On Jun 14, 2013, at 20:23 , Eric Firing <efiring@hawaii.edu> wrote:
On 2013/06/14 7:22 AM, Nathaniel Smith wrote:
On Wed, Jun 12, 2013 at 7:43 PM, Eric Firing <efiring@hawaii.edu> wrote:
On 2013/06/12 2:10 AM, Nathaniel Smith wrote:
Personally I think that overloading np.empty is horribly ugly, will continue confusing newbies and everyone else indefinitely, and I'm 100% convinced that we'll regret implementing such a warty interface for something that should be so idiomatic. (Unfortunately I got busy and didn't actually say this in the previous thread though.) So I think we should just merge the PR as is. The only downside is the np.ma inconsistency, but, np.ma is already inconsistent (cf. masked_array.fill versus masked_array.filled!), somewhat deprecated,
"somewhat deprecated"? Really? Since when? By whom? Replaced by what?
Sorry, not trying to start a fight, just trying to summarize the situation. As far as I can tell:
Despite heroic efforts on the part of its authors, numpy.ma has a number of weird quirks (masked data can still trigger invalid value errors), misfeatures (hard versus soft masks), and just plain old pain points (ongoing issues with whether any given operation will respect or preserve the mask).
The "invalid value errors" are a side-effect of some design decisions taken 6-7 years ago. It turned out to be more efficient in terms of speed to follow an approach "compute without the mask, put it back afterwards" than the original "mask before, fill the holes with some value, compute, put the mask back": some functions like `pow` that were not part of the very first implementations twisted my arm on this one. It's far from perfect, it's rather disappointing, but I don't see a workaround with the current "let's do it in python" approach. Any other implementation would have to be done directly in C (or maybe in Cython, it's been 5 years since I last touched it).
It's been in deep maintenance mode for some time; we merge the occasional bug fix that people send in, and that's it. (To be fair, numpy as a whole is fairly slow-moving, but numpy.ma still gets much less attention.)
It never had a lot...
Therefore, my impression is that a majority (not all, but a majority) of numpy developers strongly recommend against the use of numpy.ma in new projects.
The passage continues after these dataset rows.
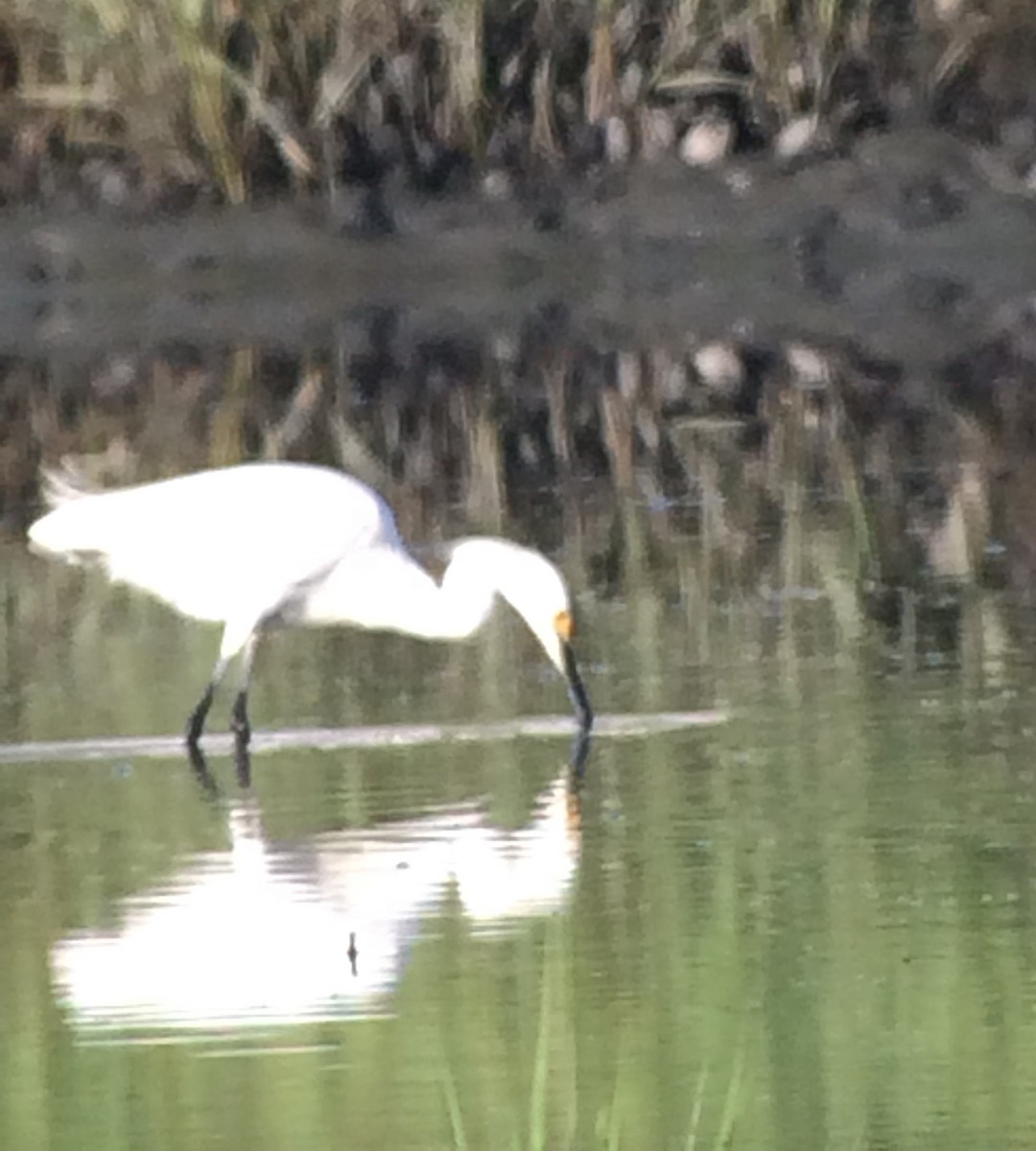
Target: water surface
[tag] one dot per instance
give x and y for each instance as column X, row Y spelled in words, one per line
column 806, row 926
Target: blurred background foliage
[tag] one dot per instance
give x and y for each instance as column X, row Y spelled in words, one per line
column 166, row 104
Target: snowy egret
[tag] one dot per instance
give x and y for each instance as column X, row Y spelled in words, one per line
column 265, row 545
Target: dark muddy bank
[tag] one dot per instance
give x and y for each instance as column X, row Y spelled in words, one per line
column 915, row 248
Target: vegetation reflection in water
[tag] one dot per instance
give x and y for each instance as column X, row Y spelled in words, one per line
column 809, row 927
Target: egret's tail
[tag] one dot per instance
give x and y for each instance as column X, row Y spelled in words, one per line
column 72, row 527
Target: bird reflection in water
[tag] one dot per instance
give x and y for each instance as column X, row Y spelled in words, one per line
column 274, row 935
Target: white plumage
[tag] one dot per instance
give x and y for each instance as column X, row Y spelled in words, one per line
column 292, row 544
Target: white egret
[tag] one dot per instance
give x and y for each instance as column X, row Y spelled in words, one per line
column 265, row 545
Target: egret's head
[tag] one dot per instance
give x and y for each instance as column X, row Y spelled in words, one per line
column 536, row 591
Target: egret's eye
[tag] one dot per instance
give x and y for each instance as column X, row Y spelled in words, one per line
column 564, row 625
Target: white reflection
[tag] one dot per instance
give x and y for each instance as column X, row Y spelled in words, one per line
column 271, row 935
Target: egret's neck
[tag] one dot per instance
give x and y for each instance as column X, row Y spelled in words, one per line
column 450, row 610
column 388, row 590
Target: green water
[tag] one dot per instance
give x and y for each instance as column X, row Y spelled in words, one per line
column 811, row 926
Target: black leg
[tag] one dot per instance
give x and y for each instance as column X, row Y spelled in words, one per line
column 200, row 765
column 196, row 720
column 240, row 720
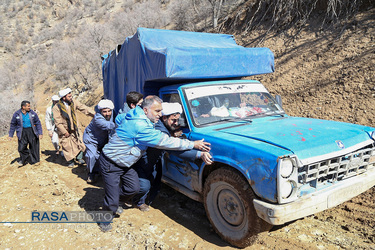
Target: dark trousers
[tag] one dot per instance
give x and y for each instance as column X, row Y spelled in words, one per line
column 31, row 154
column 117, row 181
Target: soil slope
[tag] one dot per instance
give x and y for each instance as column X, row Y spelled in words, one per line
column 320, row 75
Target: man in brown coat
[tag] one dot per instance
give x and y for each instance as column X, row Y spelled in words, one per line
column 68, row 129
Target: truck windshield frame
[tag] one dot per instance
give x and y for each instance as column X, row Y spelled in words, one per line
column 229, row 102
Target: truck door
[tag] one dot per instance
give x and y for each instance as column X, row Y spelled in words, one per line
column 175, row 168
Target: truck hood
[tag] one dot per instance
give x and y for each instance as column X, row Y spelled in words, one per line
column 304, row 137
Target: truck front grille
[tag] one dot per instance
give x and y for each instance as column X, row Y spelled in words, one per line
column 338, row 168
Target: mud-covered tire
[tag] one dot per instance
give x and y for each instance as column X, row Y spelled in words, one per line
column 228, row 200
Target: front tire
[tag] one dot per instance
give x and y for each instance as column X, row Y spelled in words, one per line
column 228, row 201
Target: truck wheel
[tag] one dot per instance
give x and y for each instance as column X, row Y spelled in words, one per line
column 228, row 200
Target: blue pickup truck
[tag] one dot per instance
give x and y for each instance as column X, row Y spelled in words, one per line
column 269, row 168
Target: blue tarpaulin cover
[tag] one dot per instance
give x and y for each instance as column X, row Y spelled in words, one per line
column 153, row 58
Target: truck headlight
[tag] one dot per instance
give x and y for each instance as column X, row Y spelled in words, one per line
column 287, row 178
column 286, row 189
column 286, row 168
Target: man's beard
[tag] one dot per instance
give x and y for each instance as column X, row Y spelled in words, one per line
column 171, row 128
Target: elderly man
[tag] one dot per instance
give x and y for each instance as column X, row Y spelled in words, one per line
column 68, row 128
column 96, row 136
column 149, row 167
column 50, row 124
column 133, row 99
column 130, row 140
column 28, row 128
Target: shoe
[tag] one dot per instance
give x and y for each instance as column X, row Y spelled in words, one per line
column 143, row 207
column 81, row 161
column 119, row 211
column 105, row 226
column 71, row 164
column 91, row 178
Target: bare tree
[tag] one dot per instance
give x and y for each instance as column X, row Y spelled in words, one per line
column 216, row 8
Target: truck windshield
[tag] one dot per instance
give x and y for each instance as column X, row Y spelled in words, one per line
column 230, row 102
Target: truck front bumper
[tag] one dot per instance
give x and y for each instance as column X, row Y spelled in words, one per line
column 327, row 198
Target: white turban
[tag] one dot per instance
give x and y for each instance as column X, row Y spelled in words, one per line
column 64, row 92
column 55, row 98
column 105, row 104
column 171, row 108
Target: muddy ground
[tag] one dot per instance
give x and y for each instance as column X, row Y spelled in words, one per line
column 320, row 75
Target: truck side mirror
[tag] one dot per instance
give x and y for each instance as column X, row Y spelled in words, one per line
column 279, row 101
column 182, row 121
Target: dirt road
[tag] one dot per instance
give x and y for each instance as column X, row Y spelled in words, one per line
column 327, row 76
column 174, row 221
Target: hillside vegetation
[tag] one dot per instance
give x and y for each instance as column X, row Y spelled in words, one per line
column 325, row 68
column 48, row 45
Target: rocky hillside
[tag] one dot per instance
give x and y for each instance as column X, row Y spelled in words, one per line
column 322, row 73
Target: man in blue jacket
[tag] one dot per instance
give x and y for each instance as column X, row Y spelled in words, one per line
column 96, row 136
column 149, row 168
column 28, row 128
column 127, row 145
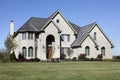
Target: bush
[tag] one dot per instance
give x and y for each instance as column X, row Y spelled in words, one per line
column 62, row 56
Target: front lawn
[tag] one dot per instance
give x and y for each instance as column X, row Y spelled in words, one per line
column 60, row 71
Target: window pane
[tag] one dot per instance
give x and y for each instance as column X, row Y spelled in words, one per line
column 68, row 37
column 103, row 51
column 30, row 35
column 95, row 35
column 23, row 36
column 24, row 51
column 30, row 52
column 87, row 50
column 65, row 37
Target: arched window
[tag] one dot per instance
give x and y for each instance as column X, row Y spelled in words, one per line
column 30, row 52
column 24, row 51
column 103, row 51
column 95, row 35
column 87, row 50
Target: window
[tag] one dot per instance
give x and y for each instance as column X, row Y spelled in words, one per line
column 65, row 37
column 87, row 50
column 23, row 36
column 103, row 51
column 24, row 51
column 95, row 35
column 30, row 36
column 30, row 52
column 65, row 50
column 57, row 21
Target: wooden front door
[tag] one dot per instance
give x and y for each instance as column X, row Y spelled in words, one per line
column 49, row 52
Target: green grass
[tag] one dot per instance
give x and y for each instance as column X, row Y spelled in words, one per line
column 60, row 71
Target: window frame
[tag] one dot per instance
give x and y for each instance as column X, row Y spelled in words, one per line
column 24, row 51
column 23, row 36
column 65, row 37
column 30, row 52
column 30, row 36
column 95, row 36
column 103, row 51
column 87, row 50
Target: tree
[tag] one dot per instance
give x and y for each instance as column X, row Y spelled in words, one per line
column 10, row 46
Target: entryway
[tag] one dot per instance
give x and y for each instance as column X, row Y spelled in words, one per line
column 49, row 47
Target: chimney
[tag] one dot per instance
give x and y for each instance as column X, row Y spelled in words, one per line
column 11, row 28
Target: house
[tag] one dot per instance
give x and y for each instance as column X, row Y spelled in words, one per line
column 47, row 38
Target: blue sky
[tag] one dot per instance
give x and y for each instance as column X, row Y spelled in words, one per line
column 80, row 12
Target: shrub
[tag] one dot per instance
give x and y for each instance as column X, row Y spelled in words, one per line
column 99, row 56
column 82, row 56
column 62, row 56
column 74, row 59
column 37, row 59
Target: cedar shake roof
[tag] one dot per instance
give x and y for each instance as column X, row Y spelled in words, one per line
column 35, row 24
column 83, row 32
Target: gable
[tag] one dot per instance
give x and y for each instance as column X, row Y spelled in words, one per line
column 51, row 27
column 62, row 23
column 89, row 30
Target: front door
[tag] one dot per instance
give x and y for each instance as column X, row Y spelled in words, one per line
column 49, row 52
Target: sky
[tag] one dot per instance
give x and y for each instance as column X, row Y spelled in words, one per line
column 80, row 12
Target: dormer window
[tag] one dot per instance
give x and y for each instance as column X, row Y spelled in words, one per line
column 95, row 35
And you take that from? OK, to be frank, *I* would advise against a very naive use of np.ma: there are plenty of tricks to know to be really efficient with masked arrays. Most of the functions of the module are just for convenience in interactive mode…
I think we can agree that there is major interest in having good numpy support for one or more styles of missing/masked values. You might not agree, but I will assert that the style of support provided by np.ma is *very* useful; it serves a real purpose in working code. We do agree that np.ma has problems. It is not at all clear to me, however, that those problems cannot or should not be fixed. Even if they can't, I don't think they are so severe that it is wise to try to kill off np.ma *before* there is a good replacement.
Quite agreed with that
In the NA branch, an attempt was made to lay the groundwork for solid missing/masked support. I did not agree with every design aspect,
Talking about it, was a consensus (or at least a majority) reached about NA w/vs missing data ?
but I thought it was nevertheless good as groundwork, and could be used to greatly improve np.ma, to provide a different style of support for those who require it, and perhaps to lead over the very long term to a withering away of the need for np.ma.
When I started rewriting np.ma, Paul Dubois wrote me that 'if he were to do it again, it'd be in C, and that he disagreed with my approach' (I'm paraphrasing, but the gist is here). Of course, like every kid, I thought I knew better. In retrospect, he was quite right. I'm no longer convinced that MaskedArray as a subclass of ndarray is a correct approach. It works, it worked well enough for my needs at the time, it was a very educational journey, but if I were to do it again...
Is there any way to revive this line of development? To satisfy the needs of people coming from the R world *and* of people for whom np.ma is, despite its warts, an important tool? This seems to me to be the single biggest area where numpy needs development.
I'm always surprised by the antagonism some people have towards np.ma… You can't always use NaN to represent the missing information you're doomed to meet in the real world.
It looks like this problem needs dedicated resources: a grant, a major corporate effort, or both.
<plug class="shameless">Fund me I'm yours</plug
Numpy is central to python in science, but it doesn't seem to have a corresponding level of direction and support.
Ecco. More seriously, I'd be delighted to help. I can no longer work on it full time as I used to (even if I were not supposed to) but I can often explain why things were done the way they are and how we could improve them..